Talk:Merge algorithm

Page contents not supported in other languages.
From Wikipedia, the free encyclopedia

Nomenclature issue[edit]

I would like to know if it is standard nomenclature to call "merge algorithms" the ones that follow.

  • given a set of current account balances and a set of transactions, both sorted by account number, produce the set of new account balances after the transactions are applied; this requires always advancing the "new transactions" pointer in preference to the "account number" pointer when the two have equal keys, and adding all the numbers on either tape with the same account number to produce the new balance.
  • produce a sorted list of records with keys present in all the lists (equijoin); this requires outputting a record whenever the keys of all the p0..n are equal.
  • similarly for finding the largest number on one tape smaller than each number on another tape (e.g. to figure out what tax bracket each person is in).
  • similarly for computing set differences: all the records in one list with no corresponding records in another.

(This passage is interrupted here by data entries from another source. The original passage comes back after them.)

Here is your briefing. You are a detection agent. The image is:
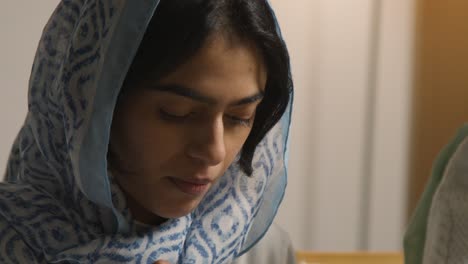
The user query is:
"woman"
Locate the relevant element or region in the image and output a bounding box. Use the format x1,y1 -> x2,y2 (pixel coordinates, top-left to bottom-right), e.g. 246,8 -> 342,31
0,0 -> 292,263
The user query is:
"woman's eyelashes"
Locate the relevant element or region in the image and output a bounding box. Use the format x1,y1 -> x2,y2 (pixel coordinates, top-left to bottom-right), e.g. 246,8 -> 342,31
159,109 -> 253,127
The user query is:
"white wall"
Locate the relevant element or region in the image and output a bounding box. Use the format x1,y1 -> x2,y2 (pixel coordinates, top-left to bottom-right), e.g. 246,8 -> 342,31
0,0 -> 59,175
271,0 -> 414,251
0,0 -> 414,251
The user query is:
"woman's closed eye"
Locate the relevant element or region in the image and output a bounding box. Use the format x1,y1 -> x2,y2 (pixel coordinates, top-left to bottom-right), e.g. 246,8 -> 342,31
226,115 -> 253,127
159,109 -> 253,127
159,108 -> 192,121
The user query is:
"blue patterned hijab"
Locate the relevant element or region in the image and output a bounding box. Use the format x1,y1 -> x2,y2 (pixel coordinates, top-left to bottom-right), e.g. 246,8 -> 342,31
0,0 -> 291,263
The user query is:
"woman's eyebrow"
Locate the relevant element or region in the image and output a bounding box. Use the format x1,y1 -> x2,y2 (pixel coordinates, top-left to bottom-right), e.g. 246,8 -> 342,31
151,84 -> 264,106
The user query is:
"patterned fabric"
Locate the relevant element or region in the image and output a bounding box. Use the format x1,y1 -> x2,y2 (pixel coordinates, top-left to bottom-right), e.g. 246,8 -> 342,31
0,0 -> 291,263
405,125 -> 468,264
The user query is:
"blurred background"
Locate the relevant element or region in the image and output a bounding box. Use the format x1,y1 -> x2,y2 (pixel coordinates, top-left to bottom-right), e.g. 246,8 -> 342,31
0,0 -> 468,254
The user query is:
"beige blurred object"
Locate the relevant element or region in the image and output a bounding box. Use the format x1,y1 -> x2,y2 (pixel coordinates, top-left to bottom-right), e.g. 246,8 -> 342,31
296,251 -> 403,264
408,0 -> 468,219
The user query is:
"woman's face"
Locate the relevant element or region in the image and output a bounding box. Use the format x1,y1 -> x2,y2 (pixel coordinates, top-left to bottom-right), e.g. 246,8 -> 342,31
110,36 -> 267,224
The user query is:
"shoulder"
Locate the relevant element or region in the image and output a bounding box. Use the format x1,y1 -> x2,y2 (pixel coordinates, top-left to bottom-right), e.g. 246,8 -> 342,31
0,215 -> 42,264
234,223 -> 295,264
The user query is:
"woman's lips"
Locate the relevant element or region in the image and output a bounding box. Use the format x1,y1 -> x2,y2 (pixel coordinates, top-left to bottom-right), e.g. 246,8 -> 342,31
169,177 -> 210,196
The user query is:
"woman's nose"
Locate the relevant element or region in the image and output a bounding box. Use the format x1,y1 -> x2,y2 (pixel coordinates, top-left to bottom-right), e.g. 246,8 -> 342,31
188,118 -> 226,166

I checked several books on algorithms and in all of them "merge algorithm" is taking two or more ordered lists and producing one ordered list in linear time. Maybe the above algorithms could be in another article.

Pablo.cl 02:04, 24 May 2004 (UTC)[reply]


The only reference I've found so far that calls set difference a merge algorithm is Kragen Sitaker. I think the nomenclature is misleading, and that the examples in italics above, and also the middle one I copy below, should be in a separate article, tentatively called Sorted list algorithms.

I copy form kragen-hacks

Some examples of merge algorithms:

  • produce a single sorted list from multiple sorted lists. (This is the kind of merge used in mergesort.)
  • produce the set union, set intersection, or set difference of two sorted lists. [Set intersection and set difference would be moved to Sorted list algorithms.]
  • given a master file and an update file sorted in the same order, produce a new master file with all the updates applied.

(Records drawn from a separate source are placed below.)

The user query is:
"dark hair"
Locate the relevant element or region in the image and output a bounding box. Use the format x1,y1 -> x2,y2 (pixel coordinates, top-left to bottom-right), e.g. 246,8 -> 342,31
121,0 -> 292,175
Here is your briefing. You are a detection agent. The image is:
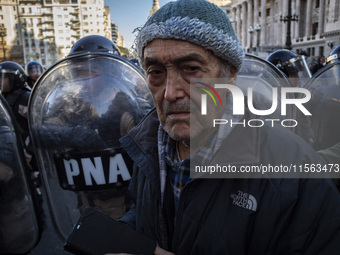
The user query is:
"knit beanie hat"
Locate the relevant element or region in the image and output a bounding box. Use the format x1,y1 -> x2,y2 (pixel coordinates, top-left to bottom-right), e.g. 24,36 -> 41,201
136,0 -> 244,71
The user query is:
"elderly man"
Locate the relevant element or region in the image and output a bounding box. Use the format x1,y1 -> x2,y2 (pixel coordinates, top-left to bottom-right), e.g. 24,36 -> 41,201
117,0 -> 340,255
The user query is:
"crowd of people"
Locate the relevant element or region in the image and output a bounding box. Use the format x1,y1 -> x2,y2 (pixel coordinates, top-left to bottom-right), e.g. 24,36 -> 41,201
0,0 -> 340,255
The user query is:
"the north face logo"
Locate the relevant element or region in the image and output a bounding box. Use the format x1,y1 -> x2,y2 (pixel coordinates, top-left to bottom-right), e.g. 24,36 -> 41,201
230,190 -> 257,212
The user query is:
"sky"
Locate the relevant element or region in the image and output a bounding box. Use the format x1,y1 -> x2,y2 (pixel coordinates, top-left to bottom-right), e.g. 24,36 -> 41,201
105,0 -> 174,49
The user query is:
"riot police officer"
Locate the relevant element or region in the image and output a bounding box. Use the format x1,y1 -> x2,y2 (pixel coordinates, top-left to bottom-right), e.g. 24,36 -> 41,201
25,61 -> 44,88
29,35 -> 152,243
0,93 -> 43,254
326,45 -> 340,65
0,61 -> 33,163
266,50 -> 312,87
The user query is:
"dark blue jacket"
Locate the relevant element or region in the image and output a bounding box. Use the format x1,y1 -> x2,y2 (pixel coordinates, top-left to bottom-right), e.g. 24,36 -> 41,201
121,108 -> 340,255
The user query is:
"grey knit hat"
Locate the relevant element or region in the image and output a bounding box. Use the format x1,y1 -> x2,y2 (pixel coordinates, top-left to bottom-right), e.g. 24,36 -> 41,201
136,0 -> 244,71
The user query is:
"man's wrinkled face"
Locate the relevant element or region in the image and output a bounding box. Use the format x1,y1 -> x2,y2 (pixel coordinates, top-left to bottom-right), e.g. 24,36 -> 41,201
143,39 -> 230,141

Pablo.cl 01:50, 26 May 2004 (UTC)[reply]

Nomenclature response[edit]


Pablo may be correct; perhaps updating a sorted master file from a sorted list of updates is not a common meaning for the term "merge", but the term "merge" does seem to be used for it in the wild ([1] says:

 Batch Processing
 Batch processing occurs when files are processed off-line, i.e. 
 they are saved until some convenient time (e.g. at night) when the 
 computer system is not otherwise being used.
 
 Updating files: the updates, i.e. the changed records, are "batched" together, 
 i.e. saved, and sorted into key order.   Then the master file is read, one 
 record at a time, until a record with the same key as the first transaction is 
 found.  This master file record is then updated and then the process is repeated.
 The updating is done as follows:
 * For magnetic tape. Put the updates in a separate file and merge the master 
   and the update to give a new master.
 * For a disk, the easiest method is to associate a pointer with each record 
   leading to the next one (linked list). Individual records can be scrubbed 
   and replaced by reseting pointers. 
 In general, if only one master file is available, it is not altered, but a 
 new master is produced by merging.

Clearly in this context the new master file should not contain both the record from the old master file and the record from the update file, which would be the necessary consequence of interpreting "merge" as "produce multiset union".)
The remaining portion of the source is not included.